June 14, 2004 -- For Steve Irwin, the crocodile hunter from Down Under, one of his closest calls came earlier this year, when he managed to narrowly escape a public relations disaster that threatened to swallow his career whole.

In January, the star of the Animal Planet series, The Crocodile Hunter, arrived at his Australia Zoo in Queensland, holding his one-month-old son, Bobby, and appeared to tempt fate as he hand-fed a 13-foot-long crocodile a dead chicken. Footage of the incident sparked international outrage.

"I don't think there's a person alive who didn't see it, it was like every half hour on the half hour, [thinking] 'how could someone do this?'" said Irwin, who grew up rescuing crocodiles.

In an interview with Good Morning America six months after the incident, Irwin said the camera angle made the stunt look far more dangerous than it really was.

"The camera angle is what we call 'stacked,'" Irwin said. "So if I'm feeding a crocodile here and you shoot it from the side there, you can see the distance that I am from the crocodile easily, because the camera is shooting from [the side]."

But the photographer shot the feeding from behind the crocodile, rather than from the side.

"You shoot back across the croc, the croc looks like it's all over me," Irwin said.

A Jackson Parallel?

Irwin scoffed at the comparison made by people who wrote letters to the show, likening the crocodile hunter to pop star Michael Jackson when he dangled his baby over a hotel balcony in Berlin in 2002.

"Michael Jackson's a singer, you know, and I don't know why a singer would do that," said Irwin. "You know, I've raised my daughter exactly the same way," Irwin said.He said that when his daughter was a month old, the same age as Bobby, he fed crocodiles while holding her in his arms, too.

"That's right, mate," he said. "You know, right in with the same croc, not once — a thousand times!" He says that children who grow up in Australia are taught to not fear animals, and he was trying to instill that in his son.

"In New York, what a parent has to teach their kid is stranger danger and … busy roads," Irwin said. "My kids haven't got that. They've got crocs, they've got snakes."

No Regrets

When asked if he said he wouldn't do it again, he said, "no, I wouldn't say that." And, it didn't hurt his business as a television star. "Heck, no," he said.

Still, it may be a relief to again wrestle mere sharks, snakes — and crocodiles.

"I been working with them all my life, but for the first time in my life, I got to capture the largest crocodiles in the world," Irwin said. In the process, he sometimes gets hurt. Recently, he broke a rib after a crocodile struck him with its tail. But such creatures don't scare him. He says he is most afraid of people.

"The places where I go, the people factor's just so scary," Irwin said. "Bad guys running around with guns and stuff, and of course, the diseases.
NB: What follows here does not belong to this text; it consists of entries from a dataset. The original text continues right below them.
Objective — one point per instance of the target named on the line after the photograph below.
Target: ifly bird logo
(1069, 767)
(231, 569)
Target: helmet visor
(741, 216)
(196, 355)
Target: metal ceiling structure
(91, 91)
I'd love to go with my family, but I can't take 'em, where there's like malaria, typhoid, yellow fever, and all these other things that are running around."

One example is bilharzias, a human disease caused by parasitic worms.
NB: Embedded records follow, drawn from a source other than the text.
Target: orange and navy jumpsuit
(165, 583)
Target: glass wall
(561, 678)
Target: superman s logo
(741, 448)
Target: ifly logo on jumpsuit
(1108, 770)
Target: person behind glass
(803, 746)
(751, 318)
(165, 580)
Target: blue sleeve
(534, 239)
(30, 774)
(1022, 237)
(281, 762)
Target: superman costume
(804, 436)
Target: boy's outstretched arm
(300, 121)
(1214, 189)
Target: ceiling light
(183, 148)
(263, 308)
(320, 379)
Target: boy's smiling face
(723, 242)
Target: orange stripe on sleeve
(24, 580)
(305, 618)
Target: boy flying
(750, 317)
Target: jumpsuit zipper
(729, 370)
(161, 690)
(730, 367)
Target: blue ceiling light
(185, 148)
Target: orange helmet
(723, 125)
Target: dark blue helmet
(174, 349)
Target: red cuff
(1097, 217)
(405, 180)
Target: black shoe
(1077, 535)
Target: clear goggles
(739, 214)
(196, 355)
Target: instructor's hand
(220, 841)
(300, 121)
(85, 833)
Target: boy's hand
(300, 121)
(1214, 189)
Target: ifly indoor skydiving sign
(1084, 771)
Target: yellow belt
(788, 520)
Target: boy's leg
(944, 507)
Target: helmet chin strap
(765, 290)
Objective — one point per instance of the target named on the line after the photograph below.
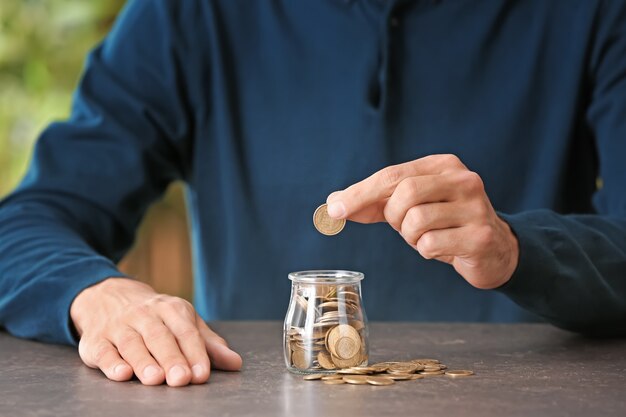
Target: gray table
(521, 370)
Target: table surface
(521, 369)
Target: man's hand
(126, 328)
(441, 209)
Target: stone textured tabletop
(521, 370)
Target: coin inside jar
(325, 328)
(325, 224)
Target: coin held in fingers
(325, 224)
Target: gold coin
(313, 377)
(379, 380)
(348, 363)
(339, 332)
(325, 360)
(432, 373)
(355, 379)
(400, 377)
(325, 224)
(300, 359)
(333, 381)
(459, 373)
(403, 368)
(346, 348)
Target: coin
(361, 375)
(400, 377)
(355, 379)
(459, 373)
(300, 359)
(313, 377)
(325, 224)
(379, 380)
(332, 333)
(333, 381)
(325, 361)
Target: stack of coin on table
(387, 373)
(327, 330)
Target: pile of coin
(387, 373)
(328, 330)
(325, 224)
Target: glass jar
(325, 326)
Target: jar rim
(326, 276)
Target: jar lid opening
(330, 276)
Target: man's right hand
(126, 327)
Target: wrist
(87, 301)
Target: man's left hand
(441, 209)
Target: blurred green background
(43, 45)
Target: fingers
(132, 348)
(433, 216)
(222, 357)
(105, 356)
(190, 342)
(164, 348)
(414, 191)
(381, 185)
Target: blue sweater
(264, 107)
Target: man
(480, 129)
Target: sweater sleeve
(92, 177)
(572, 268)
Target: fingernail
(336, 209)
(119, 369)
(150, 371)
(331, 196)
(197, 371)
(177, 372)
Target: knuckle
(215, 338)
(484, 236)
(450, 160)
(188, 333)
(180, 306)
(471, 182)
(415, 217)
(480, 210)
(157, 333)
(390, 175)
(425, 245)
(128, 339)
(139, 311)
(101, 350)
(407, 189)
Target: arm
(570, 269)
(76, 211)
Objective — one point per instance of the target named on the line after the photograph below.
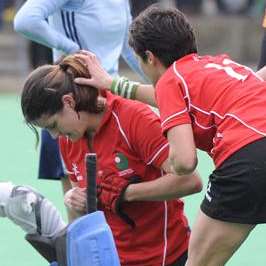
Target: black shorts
(237, 189)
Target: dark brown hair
(45, 86)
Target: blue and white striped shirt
(99, 26)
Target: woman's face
(67, 122)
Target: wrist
(108, 83)
(129, 193)
(125, 88)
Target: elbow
(197, 185)
(21, 24)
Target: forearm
(164, 188)
(73, 215)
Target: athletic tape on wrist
(124, 87)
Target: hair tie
(63, 67)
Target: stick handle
(91, 165)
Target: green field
(18, 162)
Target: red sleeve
(146, 136)
(172, 101)
(63, 146)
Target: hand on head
(99, 77)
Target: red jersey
(129, 142)
(223, 100)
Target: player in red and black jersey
(136, 189)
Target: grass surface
(18, 162)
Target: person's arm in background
(31, 21)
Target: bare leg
(213, 242)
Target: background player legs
(217, 240)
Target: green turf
(18, 162)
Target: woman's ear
(150, 57)
(68, 101)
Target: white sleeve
(31, 21)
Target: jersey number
(228, 69)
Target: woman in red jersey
(136, 190)
(206, 102)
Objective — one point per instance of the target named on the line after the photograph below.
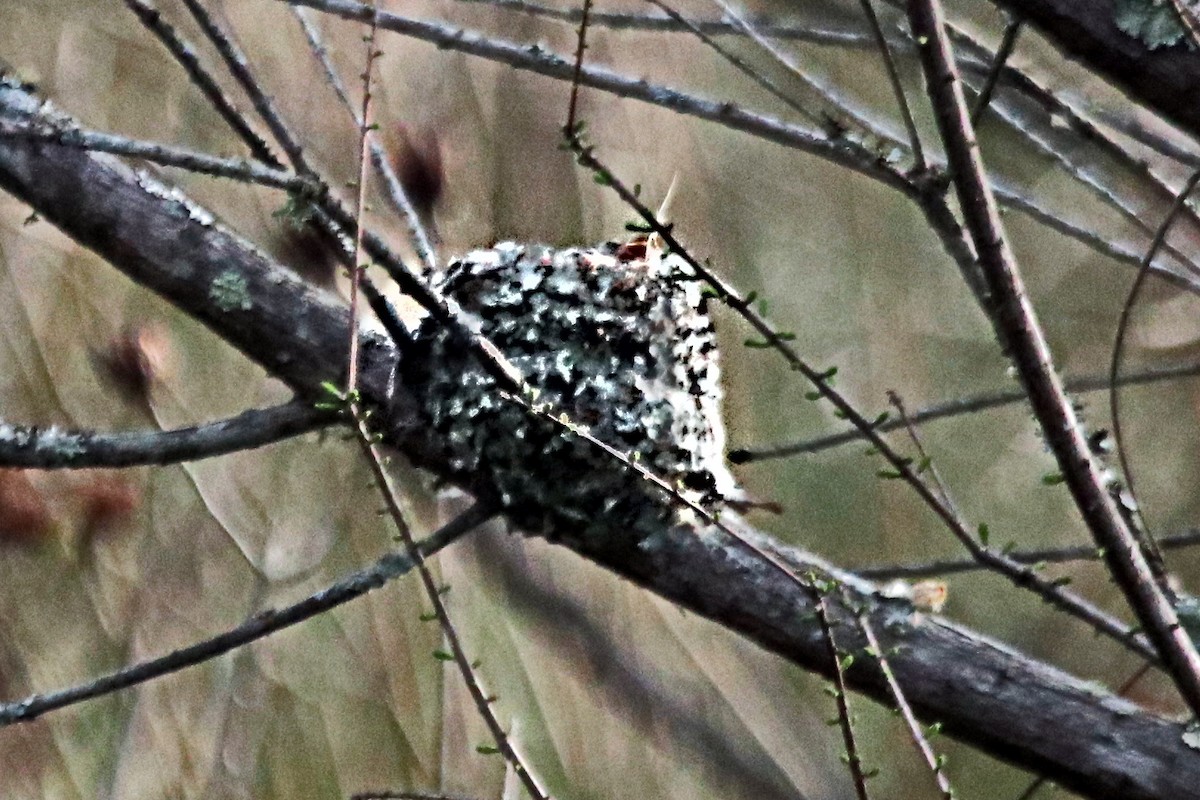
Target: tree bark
(984, 693)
"You stick your finger in the water in parts of Africa, this parasite goes in, gets in your brain, you're dead," Irwin said.

For his latest crocodile rescue adventure, Irwin was in Mexico, in an open sewer teeming with many wild things. "I actually had to jump in and catch a croc in the sewage system," He said. "So these things like go up inside my shorts and my shirt. I caught his croc, you know, just freehand, caught him, and these things are biting me, like chewing into me."

That felt like real danger, he said.

"You know what?" Irwin said, laughing. "I'd never take Bob in there!"